/*
This documents the processing of zea mays ESTs to the rice genome.
Lenny Teytelman
Mon Mar 25 11:48:03 2002
*/

The BACs/PACs are from the GenBank Entrez Nucleotide query:

"Oryza [ORGN] AND (30000 [SLEN]:250000 [SLEN]) AND ((htg [KYWD] OR BAC
[ALL] OR chromosome [TITL] OR PAC [ALL]) NOT (marker [TITL] OR cDNA
[TITL] OR mRNA [TITL] OR RAPD [TITL] OR GSS [KYWD] OR telomere [TITL]
OR protein[TITL]))" for BACs, and

The ESTs are from the GenBank nucleotide query "txid4577[orgn]  AND
gbdiv_est[PROP]"  The average ESTs length is 462.



1,847 sequences were compared to  147,657 ESTs using BLAT with
mindIdentity=50.   The 194,774 BLAT hits were filtered using pslReps
utility with -minAli=0.85 -nearTop=0.01.  This resulted in 113,774
alignments.

The lengths of the matches are distributed as follows:

Length of
hits	     Count
--------     ------
0-100		22936
100-150		16744
150-200		15256
200-250		13538
250-300		14785
300-350		11878
350-400		9652
400-450		4258
450-500		2373
500-550		1501
550-600		579
600-650		182
650-700		56
700-750		11
750-800		12
>800		13



Removing matches with less than 150bp match-length leaves 73,771 hits.
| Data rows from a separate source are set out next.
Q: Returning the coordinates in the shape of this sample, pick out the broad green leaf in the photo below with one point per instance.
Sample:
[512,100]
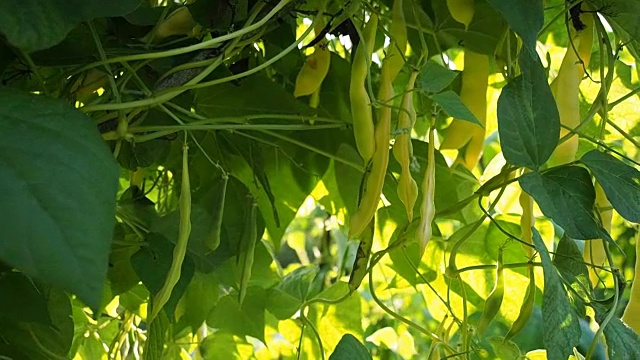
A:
[284,299]
[623,343]
[152,264]
[434,77]
[36,24]
[199,299]
[524,16]
[223,345]
[451,103]
[528,120]
[26,339]
[59,182]
[505,349]
[568,260]
[560,323]
[566,195]
[620,182]
[334,320]
[229,316]
[22,300]
[349,348]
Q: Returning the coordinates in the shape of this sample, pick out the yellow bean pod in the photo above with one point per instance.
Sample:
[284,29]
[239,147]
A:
[375,178]
[428,207]
[315,69]
[566,87]
[398,45]
[403,150]
[361,113]
[475,81]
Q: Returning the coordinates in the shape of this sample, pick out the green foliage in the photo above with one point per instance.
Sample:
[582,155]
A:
[95,111]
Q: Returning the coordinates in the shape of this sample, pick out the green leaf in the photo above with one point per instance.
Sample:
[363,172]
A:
[158,331]
[451,103]
[38,24]
[22,300]
[229,316]
[524,16]
[222,345]
[349,348]
[620,182]
[287,296]
[434,77]
[623,343]
[24,339]
[152,264]
[567,196]
[198,300]
[59,182]
[560,323]
[528,120]
[571,266]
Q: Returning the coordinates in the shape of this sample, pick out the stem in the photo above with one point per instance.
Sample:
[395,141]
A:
[354,165]
[200,46]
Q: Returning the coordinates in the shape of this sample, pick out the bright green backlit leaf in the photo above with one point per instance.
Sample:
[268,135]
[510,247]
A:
[620,182]
[567,196]
[452,104]
[528,120]
[561,326]
[349,348]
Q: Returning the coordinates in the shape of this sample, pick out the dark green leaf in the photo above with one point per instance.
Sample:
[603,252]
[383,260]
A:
[623,343]
[152,264]
[22,300]
[286,297]
[59,183]
[620,182]
[434,77]
[198,300]
[524,16]
[157,337]
[38,24]
[560,323]
[229,316]
[222,345]
[36,340]
[570,264]
[528,120]
[451,103]
[349,348]
[567,196]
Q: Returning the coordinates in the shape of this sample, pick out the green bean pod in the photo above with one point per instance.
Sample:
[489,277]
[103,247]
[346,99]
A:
[180,250]
[494,300]
[403,149]
[212,241]
[250,237]
[527,307]
[362,258]
[361,112]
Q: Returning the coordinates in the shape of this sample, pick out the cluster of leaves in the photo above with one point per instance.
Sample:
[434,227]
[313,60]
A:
[95,93]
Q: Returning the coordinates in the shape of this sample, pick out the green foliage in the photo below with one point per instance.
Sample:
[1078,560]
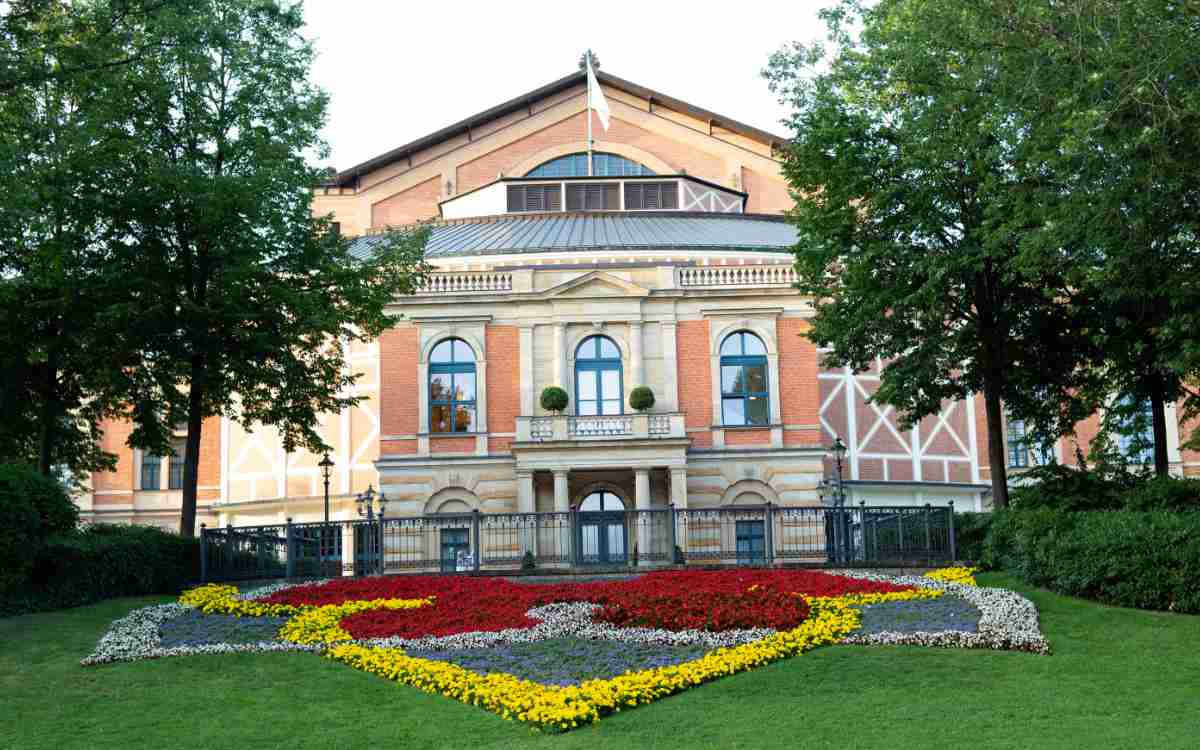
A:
[641,399]
[553,399]
[1146,559]
[970,534]
[106,561]
[910,215]
[33,507]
Many of the ESTs hit more than once.  The distribution of the hit
frequencies is:

# Of
Hits per
Feature       Count
-------       -----
01		23982
02		11165
03		3571
04		1135
05		459
06		418
07		274
08		139
09		90
10		58
20		204
40		15



ESTs that hit more than three times are removed, with 57,025 hits
remaining.  These matches have the following distribution of the percent
identity per hit:

% Identity	 Count
----------	 ----------
82		445
83		1602
84		2512
85		3606
86		4654
87		5710
88		6861
89		7459
90		7263
91		5769
92		4022
93		2744
94		1975
95		1193
96		508
97		245
98		345
99		100
100		12


The distribution of the sequenced clone gaps is:

Bac Gap
Length	      Count
------	      ----------
01000		48983
02000		5755
03000		1064
04000		250
05000		168
06000		108
07000		45
08000		76
09000		43
10000		43
20000		201
30000		111
40000		116
50000		20
60000		24
70000		15
>90000		3


The hits represent 38,718 unique ESTs and 1,625 sequenced clones.
Those having at least one gap of length 50 or above, are considered
multi-exon hits.  30,186 are multi-exon and 10,181 are single-exon hits.